以上をまとめると、漫画のキャラクターデザインに必要なものとして、まずは「パッと見の分かりやすさ」が必要になってくる。

例えば、魔女の宅急便に出てくるキキは、「黒のワンピース」「箒(ほうき)」「黒猫のジジ」を携えており、ひと目で「魔女の見習い」ということがわかる。こういう風に、そのキャラクターが身につけているものやシルエットから、そのキャラクターの属性や性格が感覚的に理解できるものでなければならない。これが分かりづらいと、読者はそのキャラクターに感情移入しづらくなってしまって、途端に読むのがつらくなる。

 

もうひとつは、「そのキャラならではの特徴」だと思う。
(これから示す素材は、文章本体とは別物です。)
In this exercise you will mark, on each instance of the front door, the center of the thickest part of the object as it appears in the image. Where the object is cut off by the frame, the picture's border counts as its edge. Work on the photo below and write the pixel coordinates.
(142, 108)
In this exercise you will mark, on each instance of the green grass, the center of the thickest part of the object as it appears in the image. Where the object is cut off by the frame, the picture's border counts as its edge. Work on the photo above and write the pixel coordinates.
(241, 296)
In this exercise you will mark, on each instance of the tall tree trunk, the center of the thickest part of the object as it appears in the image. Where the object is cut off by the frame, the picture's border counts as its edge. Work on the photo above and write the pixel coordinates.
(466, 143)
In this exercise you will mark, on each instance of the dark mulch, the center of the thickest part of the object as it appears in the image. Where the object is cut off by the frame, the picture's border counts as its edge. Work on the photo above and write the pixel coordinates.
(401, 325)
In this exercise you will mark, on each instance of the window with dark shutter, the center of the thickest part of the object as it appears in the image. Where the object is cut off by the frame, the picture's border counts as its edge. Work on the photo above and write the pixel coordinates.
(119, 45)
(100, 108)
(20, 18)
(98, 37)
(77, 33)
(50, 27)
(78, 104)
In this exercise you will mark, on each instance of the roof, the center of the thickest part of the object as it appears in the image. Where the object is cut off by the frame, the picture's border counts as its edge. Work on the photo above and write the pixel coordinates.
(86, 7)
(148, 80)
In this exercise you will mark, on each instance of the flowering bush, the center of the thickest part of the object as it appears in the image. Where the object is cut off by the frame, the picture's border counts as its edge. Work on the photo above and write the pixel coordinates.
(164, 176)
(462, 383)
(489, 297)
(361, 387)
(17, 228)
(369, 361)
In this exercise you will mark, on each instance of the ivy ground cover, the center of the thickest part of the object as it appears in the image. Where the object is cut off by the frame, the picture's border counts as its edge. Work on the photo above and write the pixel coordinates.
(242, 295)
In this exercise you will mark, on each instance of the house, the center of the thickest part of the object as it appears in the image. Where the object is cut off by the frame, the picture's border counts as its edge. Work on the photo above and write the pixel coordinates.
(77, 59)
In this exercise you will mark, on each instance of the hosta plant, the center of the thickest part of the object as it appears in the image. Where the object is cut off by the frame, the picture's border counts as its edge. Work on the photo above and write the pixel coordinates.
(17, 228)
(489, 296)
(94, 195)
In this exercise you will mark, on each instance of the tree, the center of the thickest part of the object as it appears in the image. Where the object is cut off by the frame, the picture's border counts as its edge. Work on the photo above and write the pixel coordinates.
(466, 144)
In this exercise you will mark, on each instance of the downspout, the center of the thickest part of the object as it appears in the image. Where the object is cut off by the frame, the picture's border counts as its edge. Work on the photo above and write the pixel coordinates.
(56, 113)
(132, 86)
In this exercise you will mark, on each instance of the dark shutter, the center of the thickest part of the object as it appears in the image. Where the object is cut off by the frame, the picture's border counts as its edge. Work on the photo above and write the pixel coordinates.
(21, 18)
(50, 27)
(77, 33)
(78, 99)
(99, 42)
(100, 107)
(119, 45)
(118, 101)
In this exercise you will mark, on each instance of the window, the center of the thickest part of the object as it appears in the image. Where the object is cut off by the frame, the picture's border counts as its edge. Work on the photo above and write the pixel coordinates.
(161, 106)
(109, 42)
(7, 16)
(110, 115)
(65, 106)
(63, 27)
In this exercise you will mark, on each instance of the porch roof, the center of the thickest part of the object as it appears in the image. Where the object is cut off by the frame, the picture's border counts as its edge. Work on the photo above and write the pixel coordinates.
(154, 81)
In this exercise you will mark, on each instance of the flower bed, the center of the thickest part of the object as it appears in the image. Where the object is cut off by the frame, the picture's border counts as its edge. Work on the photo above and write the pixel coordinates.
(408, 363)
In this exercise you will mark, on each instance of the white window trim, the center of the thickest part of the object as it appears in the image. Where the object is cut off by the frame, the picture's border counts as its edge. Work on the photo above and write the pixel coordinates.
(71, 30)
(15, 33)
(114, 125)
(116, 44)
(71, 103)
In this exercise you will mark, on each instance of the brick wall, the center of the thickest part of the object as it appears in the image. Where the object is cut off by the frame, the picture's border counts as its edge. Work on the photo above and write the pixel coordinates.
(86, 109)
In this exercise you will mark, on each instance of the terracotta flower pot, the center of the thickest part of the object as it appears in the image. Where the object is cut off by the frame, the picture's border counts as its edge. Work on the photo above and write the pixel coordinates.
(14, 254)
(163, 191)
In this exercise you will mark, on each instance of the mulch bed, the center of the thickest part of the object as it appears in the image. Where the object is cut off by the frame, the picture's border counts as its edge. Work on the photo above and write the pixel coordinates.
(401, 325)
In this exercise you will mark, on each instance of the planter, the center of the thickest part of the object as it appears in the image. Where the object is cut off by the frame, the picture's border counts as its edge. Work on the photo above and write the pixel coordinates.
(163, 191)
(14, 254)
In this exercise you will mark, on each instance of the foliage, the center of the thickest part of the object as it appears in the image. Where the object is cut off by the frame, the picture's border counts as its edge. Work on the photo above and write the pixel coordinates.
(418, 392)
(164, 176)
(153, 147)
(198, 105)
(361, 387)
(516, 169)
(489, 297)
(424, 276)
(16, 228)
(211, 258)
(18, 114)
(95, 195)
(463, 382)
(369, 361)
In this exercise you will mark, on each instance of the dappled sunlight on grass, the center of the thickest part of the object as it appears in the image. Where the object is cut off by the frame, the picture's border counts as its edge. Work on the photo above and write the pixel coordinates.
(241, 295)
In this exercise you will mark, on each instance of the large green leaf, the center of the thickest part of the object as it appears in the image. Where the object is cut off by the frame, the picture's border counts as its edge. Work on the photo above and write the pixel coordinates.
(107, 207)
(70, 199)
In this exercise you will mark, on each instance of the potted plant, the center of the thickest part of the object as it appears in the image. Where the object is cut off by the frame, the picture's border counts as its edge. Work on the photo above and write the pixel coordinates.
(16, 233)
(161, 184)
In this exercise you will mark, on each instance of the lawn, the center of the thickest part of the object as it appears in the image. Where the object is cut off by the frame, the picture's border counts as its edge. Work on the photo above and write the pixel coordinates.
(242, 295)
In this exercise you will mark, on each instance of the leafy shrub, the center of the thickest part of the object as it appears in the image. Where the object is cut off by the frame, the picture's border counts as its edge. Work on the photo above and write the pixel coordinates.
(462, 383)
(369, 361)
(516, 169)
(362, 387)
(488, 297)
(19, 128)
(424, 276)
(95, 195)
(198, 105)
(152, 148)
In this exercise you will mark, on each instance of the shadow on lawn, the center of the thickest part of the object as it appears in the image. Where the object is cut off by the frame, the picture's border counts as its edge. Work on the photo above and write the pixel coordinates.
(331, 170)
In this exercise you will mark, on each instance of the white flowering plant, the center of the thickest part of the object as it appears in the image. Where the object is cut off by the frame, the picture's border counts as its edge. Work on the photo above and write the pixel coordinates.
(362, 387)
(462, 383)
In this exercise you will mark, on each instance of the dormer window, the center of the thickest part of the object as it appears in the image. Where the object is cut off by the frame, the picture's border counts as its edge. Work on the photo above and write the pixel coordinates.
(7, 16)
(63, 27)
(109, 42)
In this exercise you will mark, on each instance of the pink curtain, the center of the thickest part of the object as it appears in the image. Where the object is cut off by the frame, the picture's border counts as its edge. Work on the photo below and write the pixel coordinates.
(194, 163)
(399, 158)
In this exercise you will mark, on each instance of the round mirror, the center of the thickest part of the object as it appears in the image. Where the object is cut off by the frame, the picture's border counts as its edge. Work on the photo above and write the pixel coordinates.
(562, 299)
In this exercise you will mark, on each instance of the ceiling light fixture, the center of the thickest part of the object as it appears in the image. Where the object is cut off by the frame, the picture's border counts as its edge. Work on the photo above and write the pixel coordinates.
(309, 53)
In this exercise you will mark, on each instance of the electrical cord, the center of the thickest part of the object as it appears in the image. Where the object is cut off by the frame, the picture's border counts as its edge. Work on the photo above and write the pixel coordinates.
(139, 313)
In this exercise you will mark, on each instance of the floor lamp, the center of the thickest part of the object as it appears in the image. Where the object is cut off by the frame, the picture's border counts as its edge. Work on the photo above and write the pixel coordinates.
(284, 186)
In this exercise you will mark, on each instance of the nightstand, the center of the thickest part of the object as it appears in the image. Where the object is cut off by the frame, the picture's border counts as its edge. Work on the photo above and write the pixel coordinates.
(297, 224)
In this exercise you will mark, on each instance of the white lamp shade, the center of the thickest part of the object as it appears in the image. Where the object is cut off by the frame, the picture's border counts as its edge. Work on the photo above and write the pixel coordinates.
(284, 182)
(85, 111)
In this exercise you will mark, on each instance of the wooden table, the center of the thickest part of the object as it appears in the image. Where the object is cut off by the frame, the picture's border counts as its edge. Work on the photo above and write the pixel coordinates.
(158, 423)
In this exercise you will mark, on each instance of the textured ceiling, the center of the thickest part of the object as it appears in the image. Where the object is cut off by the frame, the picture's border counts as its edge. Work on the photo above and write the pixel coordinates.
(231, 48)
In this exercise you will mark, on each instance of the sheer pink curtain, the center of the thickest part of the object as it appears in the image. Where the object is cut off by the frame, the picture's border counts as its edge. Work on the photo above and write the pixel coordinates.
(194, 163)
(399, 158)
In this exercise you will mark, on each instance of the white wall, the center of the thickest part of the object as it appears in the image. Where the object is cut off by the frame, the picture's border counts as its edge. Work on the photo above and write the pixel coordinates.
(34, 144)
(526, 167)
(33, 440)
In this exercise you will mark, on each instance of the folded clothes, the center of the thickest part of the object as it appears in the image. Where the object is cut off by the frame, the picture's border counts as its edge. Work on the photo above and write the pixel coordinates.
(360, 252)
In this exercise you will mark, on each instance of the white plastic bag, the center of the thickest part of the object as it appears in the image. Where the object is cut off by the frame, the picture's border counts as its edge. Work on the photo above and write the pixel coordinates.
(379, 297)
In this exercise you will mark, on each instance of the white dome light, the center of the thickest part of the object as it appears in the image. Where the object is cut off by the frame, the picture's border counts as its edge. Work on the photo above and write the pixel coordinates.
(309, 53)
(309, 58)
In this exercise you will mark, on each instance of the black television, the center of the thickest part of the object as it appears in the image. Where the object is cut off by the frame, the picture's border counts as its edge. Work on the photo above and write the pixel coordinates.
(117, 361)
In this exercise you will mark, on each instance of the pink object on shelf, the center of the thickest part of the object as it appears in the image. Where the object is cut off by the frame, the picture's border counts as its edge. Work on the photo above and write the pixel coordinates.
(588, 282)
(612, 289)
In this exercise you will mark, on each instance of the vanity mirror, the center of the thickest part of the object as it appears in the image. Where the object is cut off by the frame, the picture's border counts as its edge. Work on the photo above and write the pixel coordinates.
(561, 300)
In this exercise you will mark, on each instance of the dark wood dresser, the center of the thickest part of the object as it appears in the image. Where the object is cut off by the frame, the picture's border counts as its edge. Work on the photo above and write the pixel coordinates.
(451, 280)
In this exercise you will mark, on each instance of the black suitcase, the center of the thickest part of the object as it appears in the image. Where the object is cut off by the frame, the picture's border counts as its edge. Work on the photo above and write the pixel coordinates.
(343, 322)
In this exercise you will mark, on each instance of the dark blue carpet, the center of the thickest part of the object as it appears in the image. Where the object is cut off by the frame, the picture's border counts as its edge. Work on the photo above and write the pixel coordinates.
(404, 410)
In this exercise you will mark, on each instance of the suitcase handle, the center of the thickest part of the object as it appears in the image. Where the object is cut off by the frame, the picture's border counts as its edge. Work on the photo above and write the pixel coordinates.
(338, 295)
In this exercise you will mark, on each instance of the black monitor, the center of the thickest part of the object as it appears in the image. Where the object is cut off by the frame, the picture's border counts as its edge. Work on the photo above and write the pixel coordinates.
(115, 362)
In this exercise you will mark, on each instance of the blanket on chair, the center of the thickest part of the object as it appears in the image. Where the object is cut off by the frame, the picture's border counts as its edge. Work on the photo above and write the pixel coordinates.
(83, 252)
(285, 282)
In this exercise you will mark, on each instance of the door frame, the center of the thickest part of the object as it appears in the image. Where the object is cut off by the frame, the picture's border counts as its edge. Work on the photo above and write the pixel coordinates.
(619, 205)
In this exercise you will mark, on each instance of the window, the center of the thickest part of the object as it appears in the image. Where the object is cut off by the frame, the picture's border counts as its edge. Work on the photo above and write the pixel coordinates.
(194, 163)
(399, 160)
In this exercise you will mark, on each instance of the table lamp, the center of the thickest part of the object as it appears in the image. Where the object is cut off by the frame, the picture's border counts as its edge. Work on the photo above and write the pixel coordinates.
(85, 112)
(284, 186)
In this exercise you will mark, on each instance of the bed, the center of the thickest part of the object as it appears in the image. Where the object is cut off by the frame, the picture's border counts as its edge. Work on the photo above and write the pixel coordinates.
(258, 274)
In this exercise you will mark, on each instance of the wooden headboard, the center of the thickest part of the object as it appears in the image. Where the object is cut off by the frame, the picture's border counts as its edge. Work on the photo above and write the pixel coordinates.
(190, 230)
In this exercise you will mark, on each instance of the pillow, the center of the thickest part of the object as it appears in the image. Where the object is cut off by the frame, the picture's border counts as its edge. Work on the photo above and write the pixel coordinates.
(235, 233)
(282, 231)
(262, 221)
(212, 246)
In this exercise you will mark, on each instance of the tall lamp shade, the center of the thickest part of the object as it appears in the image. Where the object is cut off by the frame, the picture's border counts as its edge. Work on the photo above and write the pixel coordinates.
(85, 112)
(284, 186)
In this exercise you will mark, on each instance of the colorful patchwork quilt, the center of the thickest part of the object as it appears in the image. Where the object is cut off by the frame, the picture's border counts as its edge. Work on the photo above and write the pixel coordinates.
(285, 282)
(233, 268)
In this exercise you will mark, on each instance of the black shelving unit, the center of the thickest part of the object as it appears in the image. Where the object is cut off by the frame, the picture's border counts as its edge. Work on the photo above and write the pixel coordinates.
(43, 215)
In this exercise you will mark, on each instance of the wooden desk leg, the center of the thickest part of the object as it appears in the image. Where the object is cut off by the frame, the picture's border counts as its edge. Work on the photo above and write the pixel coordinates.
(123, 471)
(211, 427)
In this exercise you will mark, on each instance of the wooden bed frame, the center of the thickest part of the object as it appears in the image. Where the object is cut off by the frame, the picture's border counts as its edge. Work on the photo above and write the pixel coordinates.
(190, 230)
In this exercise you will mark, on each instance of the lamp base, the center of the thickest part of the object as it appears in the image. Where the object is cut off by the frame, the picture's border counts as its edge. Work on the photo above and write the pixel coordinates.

言い換えるなら「個性」だ。

例えば、先ほど例に挙げたキキで言うと、大きな赤いリボンの髪飾りがそれに当たる。二次創作界隈でも、未だにキキの絵は人気があるんだけど、すぐに「これはキキの絵だ」と認識できるのは、大きな赤いリボンのおかげである。もし、黒いワンピースや赤いリボンといった特徴がなければ、ただのショートカットの女の子でしかなく、たぶん何の印象にも残らないキャラになってしまうだろう。

そして、この特徴があるおかげで、他のキャラとの差別化も出来ており、「他とはちょっと違う魔女の見習い」にステップアップしている。主人公に求められているのは、この「他とはちょっと違う」という印象だと僕は思っている。

 

  • パッと見た瞬間にキャラの属性や性格が推認できるシンプルで分かりやすいデザインが必要。身につけているものやシルエットに工夫を。
  • そのキャラならではの特徴(他と差別化できる個性)を持たせる。